New Mouse Model for Mesothelioma Drug Testing
Mesothelioma is among the most challenging cancers to treat. Increasingly, doctors are taking a multi-modal approach to treatment including surgery and some combination of adjuvant therapies such as chemotherapy, radiation or other, newer modalities. But it has always been difficult to test the effectiveness of these mesothelioma therapies in the lab since they depend on the test subject having had surgery first.
Now, a group of researchers at Brigham and Women’s Hospital in Boston have come up with a more reliable way to conduct these tests. By grafting human malignant mesothelioma cells into the peritoneal cavities of laboratory mice, the researchers were able to simulate mesothelioma. The mesothelioma cells were allowed to take hold for 14 days, after which time the tumors were surgically removed via laparotomy. The result was a murine (mouse) model capable of testing various kinds of adjuvant mesothelioma therapies.
“Cytoreductive surgery in mice was feasible and reproducible, and incurred less than 5% operative mortality,” write the researchers in a summary of their experiment for the Annals of Thoracic Surgery.
After creating this murine model, the researchers used it to test a potential new therapy for mesothelioma. Before they closed the surgical wounds of the test mice, researchers treated the cavity with 10 mg of the chemotherapy drug paclitaxel loaded onto tiny, expandable nanoparticles. The nanoparticles are designed to seek out and deliver the paclitaxel into any mesothelioma cells left behind after surgery. Morbidity and survival of the mice were assessed over the next 90 days.

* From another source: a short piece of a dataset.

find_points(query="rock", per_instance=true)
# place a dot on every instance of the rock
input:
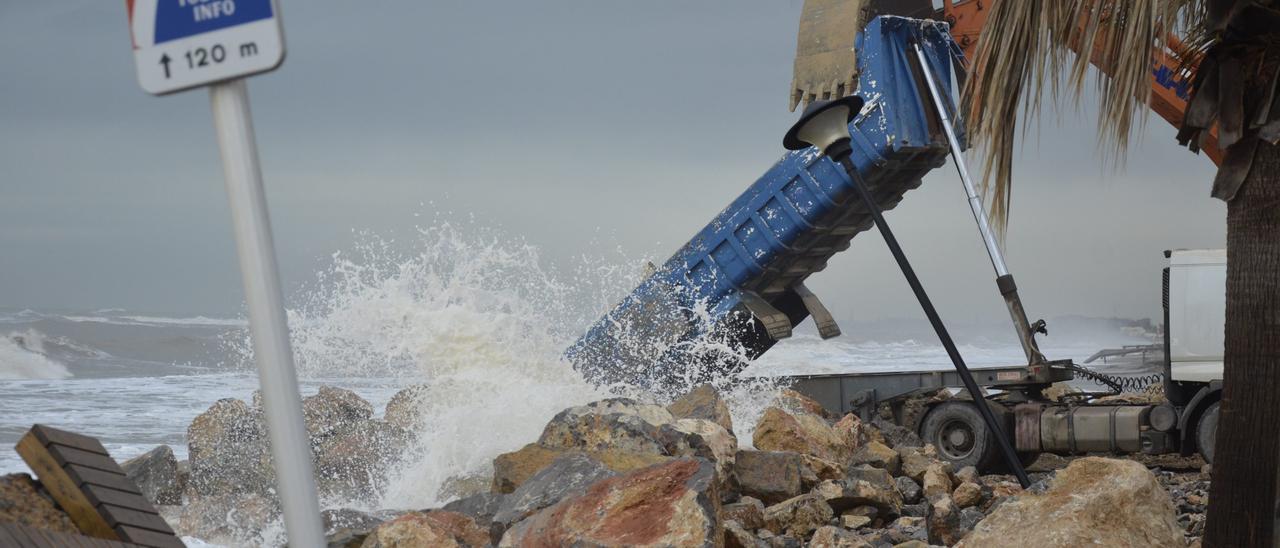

Although the cytoreductive surgery alone did nothing to improve survival rates, the addition of paclitaxel via the nanoparticles “significantly increased survival” compared with the untreated mice. The testers concluded that the drug “merits further evaluation for intracavitary drug delivery following the surgical resection of malignant mesothelioma.” The murine model created by the Brigham & Women’s team opens the door for more effective testing of other perioperative therapies for mesothelioma.
Sources:
Schulz, M et al, “Paclitaxel-laded Expansile Nanoparticles in a Multimodal Treatment Model of Malignant Mesothelioma”, September 30, 2011, Annals of Thoracic Surgery, Epub ahead of print.